355 Iraqis killed in April

BAGHDAD: A total of 355 Iraqis were killed in violence in April, official figures showed on Friday, making it the bloodiest period in the war-battered country in seven months.

Statistics compiled by the defence, interior and health ministries showed that 290 civilians, 24 soldiers and 41 policemen were killed in April across Iraq, and that the total number of wounded was 747.

The death toll was 40 percent higher than in March because of a wave of attacks, including six car bombs that rocked the Iraqi capital at rush hour on April 29, killing more than 50 people and wounding dozens more.

The deadliest attacks targeted busy markets in Baghdad's sprawling eastern slum of Sadr City, where three car bombs exploded in the late afternoon as residents including women and children made their way home.

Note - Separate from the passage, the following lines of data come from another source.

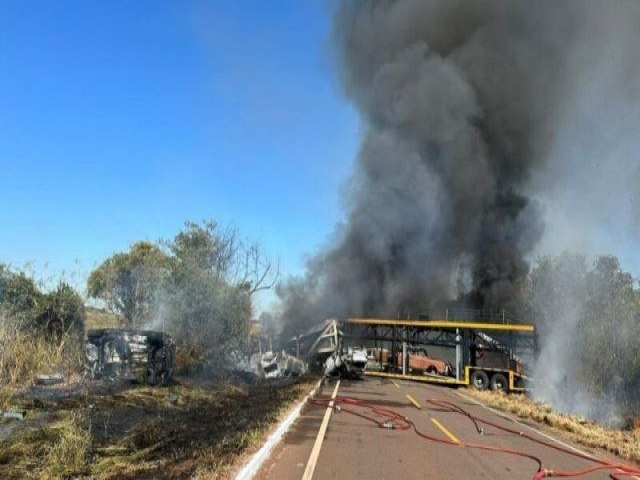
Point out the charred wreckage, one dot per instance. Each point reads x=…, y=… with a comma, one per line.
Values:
x=130, y=354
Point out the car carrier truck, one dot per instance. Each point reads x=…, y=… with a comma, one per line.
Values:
x=481, y=354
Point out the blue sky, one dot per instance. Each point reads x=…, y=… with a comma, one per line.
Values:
x=119, y=121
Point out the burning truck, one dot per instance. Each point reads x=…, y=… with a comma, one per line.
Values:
x=142, y=355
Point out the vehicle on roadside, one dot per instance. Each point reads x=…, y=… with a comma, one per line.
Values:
x=142, y=355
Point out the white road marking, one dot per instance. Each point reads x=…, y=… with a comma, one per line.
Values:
x=256, y=461
x=315, y=452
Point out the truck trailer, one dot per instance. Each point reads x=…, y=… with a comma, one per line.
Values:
x=479, y=354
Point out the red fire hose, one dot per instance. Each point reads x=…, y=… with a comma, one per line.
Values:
x=387, y=418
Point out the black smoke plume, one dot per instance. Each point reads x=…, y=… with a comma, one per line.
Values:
x=460, y=103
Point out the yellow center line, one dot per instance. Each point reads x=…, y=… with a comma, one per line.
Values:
x=435, y=421
x=313, y=458
x=451, y=436
x=414, y=401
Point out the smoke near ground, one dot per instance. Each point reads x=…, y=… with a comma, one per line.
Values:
x=483, y=122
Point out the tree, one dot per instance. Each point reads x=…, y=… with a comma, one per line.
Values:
x=129, y=282
x=208, y=295
x=20, y=297
x=62, y=313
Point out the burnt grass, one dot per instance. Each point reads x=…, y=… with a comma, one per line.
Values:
x=183, y=430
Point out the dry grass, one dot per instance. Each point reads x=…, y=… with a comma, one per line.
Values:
x=96, y=318
x=23, y=355
x=623, y=443
x=130, y=432
x=57, y=450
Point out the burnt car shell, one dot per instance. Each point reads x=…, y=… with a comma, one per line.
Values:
x=129, y=354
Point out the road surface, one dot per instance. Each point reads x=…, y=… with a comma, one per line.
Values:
x=354, y=448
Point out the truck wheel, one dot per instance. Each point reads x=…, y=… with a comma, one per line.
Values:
x=480, y=379
x=499, y=382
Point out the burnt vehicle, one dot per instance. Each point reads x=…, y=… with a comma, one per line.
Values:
x=142, y=355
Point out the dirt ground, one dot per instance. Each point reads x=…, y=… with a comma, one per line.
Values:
x=105, y=430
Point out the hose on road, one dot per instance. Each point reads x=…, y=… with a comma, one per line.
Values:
x=387, y=418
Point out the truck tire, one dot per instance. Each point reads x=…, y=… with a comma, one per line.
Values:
x=479, y=379
x=499, y=382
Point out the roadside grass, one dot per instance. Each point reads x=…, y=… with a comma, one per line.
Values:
x=97, y=318
x=59, y=449
x=23, y=355
x=622, y=443
x=184, y=430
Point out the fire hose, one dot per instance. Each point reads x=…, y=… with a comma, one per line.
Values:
x=390, y=419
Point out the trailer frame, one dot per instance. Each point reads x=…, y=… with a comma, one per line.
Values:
x=509, y=339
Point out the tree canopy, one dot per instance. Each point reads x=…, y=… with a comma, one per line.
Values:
x=129, y=282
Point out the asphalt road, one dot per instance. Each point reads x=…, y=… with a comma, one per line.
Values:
x=354, y=448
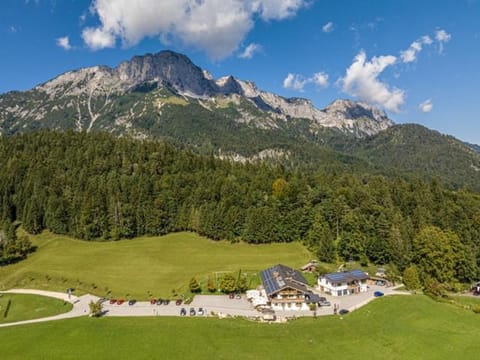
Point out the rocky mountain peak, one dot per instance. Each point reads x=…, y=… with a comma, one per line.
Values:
x=168, y=67
x=357, y=110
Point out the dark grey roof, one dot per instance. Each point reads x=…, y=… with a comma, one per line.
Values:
x=312, y=298
x=279, y=277
x=346, y=276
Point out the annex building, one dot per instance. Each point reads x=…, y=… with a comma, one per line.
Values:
x=343, y=283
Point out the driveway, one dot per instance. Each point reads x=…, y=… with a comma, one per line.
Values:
x=80, y=305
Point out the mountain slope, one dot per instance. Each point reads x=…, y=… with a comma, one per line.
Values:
x=141, y=93
x=166, y=96
x=412, y=148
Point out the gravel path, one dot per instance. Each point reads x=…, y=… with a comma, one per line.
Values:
x=80, y=305
x=221, y=305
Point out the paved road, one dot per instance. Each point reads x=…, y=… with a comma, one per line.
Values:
x=220, y=305
x=80, y=305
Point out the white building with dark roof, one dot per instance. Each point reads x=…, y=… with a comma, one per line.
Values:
x=286, y=288
x=343, y=283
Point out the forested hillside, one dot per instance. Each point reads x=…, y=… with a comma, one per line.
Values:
x=97, y=186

The synchronised bombings recalled attacks on crowded Shiite areas at the height of Iraq's sectarian fighting in 2006, which provoked the revenge killing of thousands of Sunni men by Shiite death squads.

Last week at least 140 people were killed in just 24 hours as suicide attackers targeted areas packed with civilians in Baghdad and a restaurant full of Iranian pilgrims northeast of the capital.

In the deadliest attack this year, two female suicide bombers struck a major Shiite shrine in Baghdad, killing at least 58 people, on April 25. Another suicide bomber killed 28 people who had been receiving food aid in the city.

A day earlier a suicide bomber massacred 56 people, including 52 Iranian pilgrims, at the restaurant in restive Diyala province.

The brutal spike in attacks came only two months before US troops are to withdraw from Iraqi cities, under a military accord between Baghdad and Washington that will see American soldiers leave Iraq completely by 2011.

The US military has said that the recent bombings were meant to trigger the kind of confessional strife that swept Iraq in the aftermath of the 2003 invasion.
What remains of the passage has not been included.